[Intel-gfx] [PATCH] drm/i915: Power management SAGV/QGV calculation rounding fix
Lisovskiy, Stanislav
stanislav.lisovskiy at intel.com
Wed Mar 15 09:38:23 UTC 2023
On Wed, Mar 15, 2023 at 11:08:24AM +0200, Govindapillai, Vinod wrote:
> Hi stan
>
> combining two threads..
>
> On Tue, Mar 14, 2023 at 11:50:20AM +0200, Govindapillai, Vinod wrote:
> > > Hi Stan
> > >
> > > Few other places also do not ceil the result as per the 64631
> > >
> > > deinterleave, peakbw, clperchgroup
> > >
> > > Well! I am not sure if this has any real impact, but FYI
> >
> > As per BSpec we are now supposed to floor all the calculations, but
> > not ceil - bw estimation should be rather pessimistic than optimistic.
> >
> > Stan
>
> Yes. But our code use DIV_ROUND_UP in those calculations for . Because you removed the other
> round_up calls, i just wanted to bring to your attention.
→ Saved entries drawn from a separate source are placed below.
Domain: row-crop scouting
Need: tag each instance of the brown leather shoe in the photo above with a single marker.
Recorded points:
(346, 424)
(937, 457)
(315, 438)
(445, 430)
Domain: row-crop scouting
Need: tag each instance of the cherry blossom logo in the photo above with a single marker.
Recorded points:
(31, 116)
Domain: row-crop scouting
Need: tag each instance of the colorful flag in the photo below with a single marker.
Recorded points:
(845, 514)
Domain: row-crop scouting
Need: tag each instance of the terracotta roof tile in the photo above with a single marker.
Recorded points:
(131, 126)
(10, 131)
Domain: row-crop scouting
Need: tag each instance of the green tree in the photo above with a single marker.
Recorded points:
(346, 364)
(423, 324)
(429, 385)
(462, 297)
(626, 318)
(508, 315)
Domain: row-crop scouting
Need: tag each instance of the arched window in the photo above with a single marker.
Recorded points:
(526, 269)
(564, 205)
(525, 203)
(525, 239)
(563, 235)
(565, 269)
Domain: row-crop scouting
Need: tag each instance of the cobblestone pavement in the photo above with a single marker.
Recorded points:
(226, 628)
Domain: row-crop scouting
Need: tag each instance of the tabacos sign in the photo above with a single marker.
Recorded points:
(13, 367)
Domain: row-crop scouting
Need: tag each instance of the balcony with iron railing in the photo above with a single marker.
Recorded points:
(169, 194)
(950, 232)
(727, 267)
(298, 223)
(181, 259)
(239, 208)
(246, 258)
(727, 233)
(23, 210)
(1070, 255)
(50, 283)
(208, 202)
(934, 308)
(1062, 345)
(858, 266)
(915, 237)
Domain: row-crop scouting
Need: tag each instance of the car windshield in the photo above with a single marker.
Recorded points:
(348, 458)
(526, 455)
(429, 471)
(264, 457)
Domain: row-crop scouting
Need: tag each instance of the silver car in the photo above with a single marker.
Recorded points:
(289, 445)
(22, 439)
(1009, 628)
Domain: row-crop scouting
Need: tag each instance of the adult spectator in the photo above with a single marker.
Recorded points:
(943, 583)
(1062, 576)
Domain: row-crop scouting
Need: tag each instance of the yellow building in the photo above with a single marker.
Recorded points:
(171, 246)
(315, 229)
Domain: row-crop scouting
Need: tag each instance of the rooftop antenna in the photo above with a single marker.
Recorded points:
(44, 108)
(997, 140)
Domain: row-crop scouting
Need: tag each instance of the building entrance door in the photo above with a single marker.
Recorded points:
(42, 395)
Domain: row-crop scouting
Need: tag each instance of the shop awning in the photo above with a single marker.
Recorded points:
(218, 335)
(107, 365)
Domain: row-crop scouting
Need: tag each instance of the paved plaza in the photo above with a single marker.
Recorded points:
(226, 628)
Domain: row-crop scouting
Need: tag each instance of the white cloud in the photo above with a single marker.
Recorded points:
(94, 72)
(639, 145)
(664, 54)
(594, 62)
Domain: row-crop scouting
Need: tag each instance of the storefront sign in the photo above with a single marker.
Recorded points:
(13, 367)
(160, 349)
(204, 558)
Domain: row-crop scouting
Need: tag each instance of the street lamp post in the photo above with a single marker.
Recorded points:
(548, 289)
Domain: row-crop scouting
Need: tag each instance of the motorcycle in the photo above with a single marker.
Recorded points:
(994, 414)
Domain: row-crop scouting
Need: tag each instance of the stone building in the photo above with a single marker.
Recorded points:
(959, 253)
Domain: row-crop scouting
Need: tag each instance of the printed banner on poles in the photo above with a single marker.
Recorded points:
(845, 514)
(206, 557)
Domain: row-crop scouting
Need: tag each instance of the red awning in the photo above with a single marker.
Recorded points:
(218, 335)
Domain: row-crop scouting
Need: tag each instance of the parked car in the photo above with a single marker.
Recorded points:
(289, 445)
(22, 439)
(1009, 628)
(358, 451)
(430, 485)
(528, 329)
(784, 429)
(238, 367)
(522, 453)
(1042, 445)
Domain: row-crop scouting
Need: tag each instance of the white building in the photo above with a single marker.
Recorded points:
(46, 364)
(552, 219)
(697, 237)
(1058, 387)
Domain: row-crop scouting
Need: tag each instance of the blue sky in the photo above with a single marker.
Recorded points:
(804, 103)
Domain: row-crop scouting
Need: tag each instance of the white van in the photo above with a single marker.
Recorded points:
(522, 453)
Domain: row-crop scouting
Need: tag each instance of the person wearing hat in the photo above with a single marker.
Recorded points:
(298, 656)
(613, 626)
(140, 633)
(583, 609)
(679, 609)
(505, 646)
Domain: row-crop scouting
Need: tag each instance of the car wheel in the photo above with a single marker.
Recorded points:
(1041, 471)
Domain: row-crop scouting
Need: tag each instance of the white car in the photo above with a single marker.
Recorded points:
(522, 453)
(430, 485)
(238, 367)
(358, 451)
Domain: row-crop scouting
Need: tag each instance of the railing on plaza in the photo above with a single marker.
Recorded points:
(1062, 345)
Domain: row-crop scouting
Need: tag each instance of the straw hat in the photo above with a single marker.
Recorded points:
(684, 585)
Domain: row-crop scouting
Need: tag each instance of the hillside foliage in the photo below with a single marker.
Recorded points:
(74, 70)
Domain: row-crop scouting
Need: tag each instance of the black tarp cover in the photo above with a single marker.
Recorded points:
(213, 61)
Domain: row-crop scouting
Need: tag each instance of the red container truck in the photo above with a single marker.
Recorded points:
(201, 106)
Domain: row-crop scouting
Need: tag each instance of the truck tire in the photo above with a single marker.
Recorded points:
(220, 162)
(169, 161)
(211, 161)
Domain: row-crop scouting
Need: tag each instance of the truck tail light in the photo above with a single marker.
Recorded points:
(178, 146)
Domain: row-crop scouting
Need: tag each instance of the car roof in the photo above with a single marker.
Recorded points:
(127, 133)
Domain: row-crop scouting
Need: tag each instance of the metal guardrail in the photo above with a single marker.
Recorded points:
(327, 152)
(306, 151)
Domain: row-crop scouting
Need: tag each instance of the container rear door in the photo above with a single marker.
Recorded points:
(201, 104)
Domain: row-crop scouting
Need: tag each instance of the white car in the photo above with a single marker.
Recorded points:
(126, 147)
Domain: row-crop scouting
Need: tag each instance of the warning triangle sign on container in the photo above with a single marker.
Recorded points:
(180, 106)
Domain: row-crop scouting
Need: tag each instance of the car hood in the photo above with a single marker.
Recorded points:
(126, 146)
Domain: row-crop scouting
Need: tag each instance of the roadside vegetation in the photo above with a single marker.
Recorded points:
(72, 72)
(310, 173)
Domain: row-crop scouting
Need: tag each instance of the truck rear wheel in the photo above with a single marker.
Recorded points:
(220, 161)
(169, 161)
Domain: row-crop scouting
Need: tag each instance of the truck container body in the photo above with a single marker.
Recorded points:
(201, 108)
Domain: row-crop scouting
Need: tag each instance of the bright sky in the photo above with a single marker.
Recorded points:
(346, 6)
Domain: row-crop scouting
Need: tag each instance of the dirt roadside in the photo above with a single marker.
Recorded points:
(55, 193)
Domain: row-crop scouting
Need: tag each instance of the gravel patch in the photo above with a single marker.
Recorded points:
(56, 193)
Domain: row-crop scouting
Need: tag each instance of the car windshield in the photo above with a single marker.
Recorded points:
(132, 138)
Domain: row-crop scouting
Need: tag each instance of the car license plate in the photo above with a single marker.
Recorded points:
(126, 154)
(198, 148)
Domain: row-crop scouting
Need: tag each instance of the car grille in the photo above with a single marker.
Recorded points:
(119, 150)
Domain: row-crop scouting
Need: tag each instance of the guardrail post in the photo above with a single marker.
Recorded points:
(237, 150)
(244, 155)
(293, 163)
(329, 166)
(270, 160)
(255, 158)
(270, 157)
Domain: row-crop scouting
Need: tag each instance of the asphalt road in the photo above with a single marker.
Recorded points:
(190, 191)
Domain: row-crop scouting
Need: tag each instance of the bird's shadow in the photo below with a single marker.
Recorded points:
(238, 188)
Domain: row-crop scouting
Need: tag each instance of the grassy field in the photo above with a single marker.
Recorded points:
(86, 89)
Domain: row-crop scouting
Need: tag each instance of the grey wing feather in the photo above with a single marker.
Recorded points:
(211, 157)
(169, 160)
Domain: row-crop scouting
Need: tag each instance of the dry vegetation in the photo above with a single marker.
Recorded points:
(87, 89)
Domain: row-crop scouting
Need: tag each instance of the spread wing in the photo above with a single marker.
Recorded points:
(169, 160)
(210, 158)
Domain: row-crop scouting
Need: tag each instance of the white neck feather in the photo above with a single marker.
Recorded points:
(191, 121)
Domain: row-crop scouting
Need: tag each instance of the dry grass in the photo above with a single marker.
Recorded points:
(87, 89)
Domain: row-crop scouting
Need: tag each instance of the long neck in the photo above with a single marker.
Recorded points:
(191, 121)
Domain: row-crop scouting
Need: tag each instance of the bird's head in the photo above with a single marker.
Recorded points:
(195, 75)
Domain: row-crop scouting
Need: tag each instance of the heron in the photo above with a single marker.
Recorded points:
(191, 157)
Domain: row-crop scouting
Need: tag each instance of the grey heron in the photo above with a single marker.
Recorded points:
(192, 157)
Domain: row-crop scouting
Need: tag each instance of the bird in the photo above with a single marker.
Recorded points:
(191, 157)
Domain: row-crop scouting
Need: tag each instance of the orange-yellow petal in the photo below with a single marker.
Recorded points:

But as I mentioned, it might not have much
> significance in reality
>
> On Wed, 2023-03-15 at 09:54 +0200, Lisovskiy, Stanislav wrote:
> > On Tue, Mar 14, 2023 at 11:27:35AM +0200, Govindapillai, Vinod wrote:
> > > Hi Stan,
> > >
> > >
> > >
> > > On Fri, 2023-03-10 at 16:40 +0200, Stanislav Lisovskiy wrote:
> > > > Currently in our bandwidth calculations for QGV
> > > > points we round up the calculations.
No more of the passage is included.